The Undercover Economist Strikes Back by Tim Harford
Author:Tim Harford
Language: eng
Format: epub
Publisher: Penguin Group, USA
Published: 2014-01-15T16:00:00+00:00
Hmm. Maybe Ford was trying to get a reputation as a philanthropist?
It’s another plausible-sounding theory. He was a rich man, after all, and his five-dollar working day made him famous—Ford was frequently on the front page of The New York Times in the months following its introduction.

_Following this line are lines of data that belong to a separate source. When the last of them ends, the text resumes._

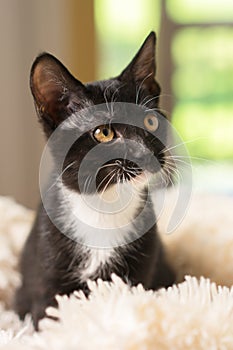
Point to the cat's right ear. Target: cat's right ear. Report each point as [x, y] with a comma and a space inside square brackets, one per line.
[57, 94]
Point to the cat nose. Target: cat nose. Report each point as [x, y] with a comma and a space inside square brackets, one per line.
[145, 159]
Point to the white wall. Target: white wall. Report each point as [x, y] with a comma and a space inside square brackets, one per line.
[27, 27]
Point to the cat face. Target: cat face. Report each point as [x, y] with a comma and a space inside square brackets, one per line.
[118, 117]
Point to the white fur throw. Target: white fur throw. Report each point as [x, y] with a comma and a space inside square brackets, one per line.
[195, 314]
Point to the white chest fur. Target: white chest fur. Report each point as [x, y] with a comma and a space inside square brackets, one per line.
[100, 222]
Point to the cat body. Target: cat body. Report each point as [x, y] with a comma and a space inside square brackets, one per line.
[58, 258]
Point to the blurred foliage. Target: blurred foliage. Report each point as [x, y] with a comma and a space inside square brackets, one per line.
[121, 27]
[203, 86]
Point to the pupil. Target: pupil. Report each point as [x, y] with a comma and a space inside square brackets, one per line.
[105, 132]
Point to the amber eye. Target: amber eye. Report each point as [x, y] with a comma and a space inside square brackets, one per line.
[103, 133]
[151, 122]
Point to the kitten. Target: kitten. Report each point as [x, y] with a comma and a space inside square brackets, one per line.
[71, 241]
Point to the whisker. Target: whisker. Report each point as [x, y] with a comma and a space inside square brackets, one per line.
[59, 177]
[105, 178]
[105, 187]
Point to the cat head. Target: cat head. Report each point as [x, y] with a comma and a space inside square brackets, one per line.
[60, 99]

But there are several reasons to be suspicious of this explanation. While the five-dollar workday was announced in grandiose terms to the local press in Detroit, it wasn’t trumpeted any further than that, and the national and international attention seems to have come as a surprise. And Ford’s company was only a few years into its prime: if Ford really wanted to devote himself to philanthropy, this would have been like Bill Gates turning his gaze to global poverty around 1985, before Microsoft had really established itself as the software powerhouse it would later become. Given that the five-dollar workday came so early in Ford’s career, it would have been an extraordinarily large philanthropic giveaway: the pay increase was about half the company’s expected profits. And Henry Ford didn’t own Ford outright; he was merely the majority shareholder. Had he really decided to funnel half the company’s cash into some gigantic self-aggrandizing project, he could have been sued by minority shareholders. (This did in fact happen, when the Dodge brothers took him to court—but not until years later.) In short, had Ford really wanted to be a philanthropist, we would have expected him to do his good works later in life, after seeking more publicity, and using his own money rather than the resources of his company.
Most tellingly, Ford himself repeatedly claimed that his aim with the five-dollar day was not philanthropic, it was to make money. This would have been an odd claim to make if he was trying to burnish his reputation as a do-gooder. Instead, Ford called the five-dollar day “one of the finest cost-cutting moves we ever made.”